# Royal Regiment of Canada - Dieppe - Request



## RCN Sailor (21 Jun 2014)

Hello gang. I am presently researching a Dieppe casualty of the Royals. The man was born on the Isle of Mann in 1909 but the family moved to Canada soon after. The 1921 census show the family living at 101 Hamilton St., Toronto East.

The man's name was Charles Enos Christian and he was a career soldier having earned the Efficiency Medal prior to his death in August of 1942.

I have been lead to believe the Toronto papers published detailed reports concerning the after math of the raid including in some cases pictures of men from the Toronto area who were there.
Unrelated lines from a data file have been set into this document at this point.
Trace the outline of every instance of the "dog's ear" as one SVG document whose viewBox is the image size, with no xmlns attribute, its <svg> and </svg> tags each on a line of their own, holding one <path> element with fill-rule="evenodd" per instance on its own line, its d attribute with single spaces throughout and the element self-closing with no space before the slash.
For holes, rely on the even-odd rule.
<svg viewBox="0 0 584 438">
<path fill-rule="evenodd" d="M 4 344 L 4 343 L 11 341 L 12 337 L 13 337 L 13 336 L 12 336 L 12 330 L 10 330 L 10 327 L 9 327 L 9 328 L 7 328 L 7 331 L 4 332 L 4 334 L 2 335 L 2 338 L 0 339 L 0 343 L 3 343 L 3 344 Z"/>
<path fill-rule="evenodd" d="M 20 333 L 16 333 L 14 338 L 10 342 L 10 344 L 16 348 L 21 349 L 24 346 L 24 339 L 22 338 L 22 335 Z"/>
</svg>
I would like to request your assistance  to add to the personal information concerning this soldier who now lies in the Dieppe cemetery. Any and all assistance greatly appreciated.


----------



## Old Sweat (21 Jun 2014)

Try this link.

http://www.bac-lac.gc.ca/eng/discover/military-heritage/second-world-war/second-world-war-dead-1939-1947/Pages/item.aspx?IdNumber=6223&


----------



## RCN Sailor (21 Jun 2014)

Hmmm link does not work for me.

Ed


----------



## mariomike (21 Jun 2014)

RCN Sailor said:
			
		

> I have been lead to believe the Toronto papers published detailed reports concerning the after math of the raid including in some cases pictures of men from the Toronto area who were there.
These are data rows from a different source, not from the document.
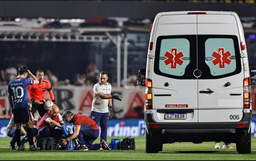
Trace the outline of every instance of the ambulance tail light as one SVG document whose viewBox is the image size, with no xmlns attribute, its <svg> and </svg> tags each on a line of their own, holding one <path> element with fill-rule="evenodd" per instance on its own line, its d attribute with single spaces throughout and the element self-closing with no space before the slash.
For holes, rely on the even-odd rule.
<svg viewBox="0 0 256 161">
<path fill-rule="evenodd" d="M 242 123 L 237 124 L 237 127 L 238 128 L 240 128 L 240 127 L 246 127 L 246 123 Z"/>
<path fill-rule="evenodd" d="M 151 30 L 152 30 L 152 27 L 153 26 L 153 24 L 152 24 L 151 26 L 150 26 L 150 31 L 149 31 L 149 34 L 151 34 Z"/>
<path fill-rule="evenodd" d="M 152 128 L 160 128 L 159 124 L 150 124 L 149 126 Z"/>
<path fill-rule="evenodd" d="M 250 78 L 244 79 L 244 109 L 250 109 L 251 106 L 251 88 Z"/>
<path fill-rule="evenodd" d="M 152 50 L 153 49 L 153 45 L 154 44 L 154 42 L 151 42 L 149 44 L 149 50 Z"/>
<path fill-rule="evenodd" d="M 245 43 L 244 42 L 241 42 L 241 49 L 242 50 L 245 49 Z"/>
<path fill-rule="evenodd" d="M 152 96 L 152 80 L 146 79 L 146 87 L 148 87 L 148 91 L 145 94 L 145 106 L 146 110 L 153 110 Z"/>
</svg>

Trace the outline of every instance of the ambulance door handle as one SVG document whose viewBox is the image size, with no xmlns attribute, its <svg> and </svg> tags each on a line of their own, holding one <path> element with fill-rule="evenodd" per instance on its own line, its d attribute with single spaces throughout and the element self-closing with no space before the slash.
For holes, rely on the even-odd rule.
<svg viewBox="0 0 256 161">
<path fill-rule="evenodd" d="M 172 95 L 154 95 L 155 96 L 171 96 Z"/>
<path fill-rule="evenodd" d="M 214 92 L 212 91 L 201 91 L 199 92 L 200 93 L 211 93 Z"/>
</svg>

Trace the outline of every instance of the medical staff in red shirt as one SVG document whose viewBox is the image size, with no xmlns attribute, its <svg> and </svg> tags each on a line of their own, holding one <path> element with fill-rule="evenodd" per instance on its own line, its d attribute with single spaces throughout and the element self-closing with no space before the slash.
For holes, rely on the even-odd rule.
<svg viewBox="0 0 256 161">
<path fill-rule="evenodd" d="M 62 125 L 65 125 L 65 123 L 61 116 L 59 113 L 59 111 L 58 106 L 55 105 L 49 112 L 44 115 L 37 127 L 38 130 L 36 137 L 37 139 L 52 137 L 58 140 L 60 136 L 64 134 Z M 56 127 L 59 127 L 60 129 L 55 129 Z M 66 126 L 66 130 L 68 131 Z"/>
<path fill-rule="evenodd" d="M 99 135 L 99 129 L 97 123 L 92 119 L 81 115 L 74 114 L 69 111 L 65 111 L 62 117 L 65 121 L 74 125 L 74 133 L 66 139 L 60 140 L 61 145 L 65 145 L 69 141 L 76 137 L 80 144 L 78 150 L 95 150 L 102 148 L 103 150 L 111 150 L 108 144 L 102 140 L 100 144 L 93 144 Z"/>
</svg>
The ( online ) Star reports his mother ( Susan ) at 210 Glebeholme Blvd. Later in 1942 moved to 549 Broadview Ave. 

Edit

The link posted by Old Sweat works for me. The Dieppe casualty lists show his middle name of Enos.


----------



## Old Sweat (21 Jun 2014)

The link shows only some basic data, including his middle initial, but not middle name. Usually one can at least see the casualty's enlistment document, but this is not the case here. Wonder why as this is the first case like this I have come across. It does however show the Library and Archives Canada file reference for his personnel file


----------



## RCN Sailor (22 Jun 2014)

Thanks guys. I got the link to work but the info there is not very different from the CWGC site. I do have the man's service file but was hoping some here might be better informed than I regarding the Royals and perhaps access to the toronto papers.

Cheers Ed


----------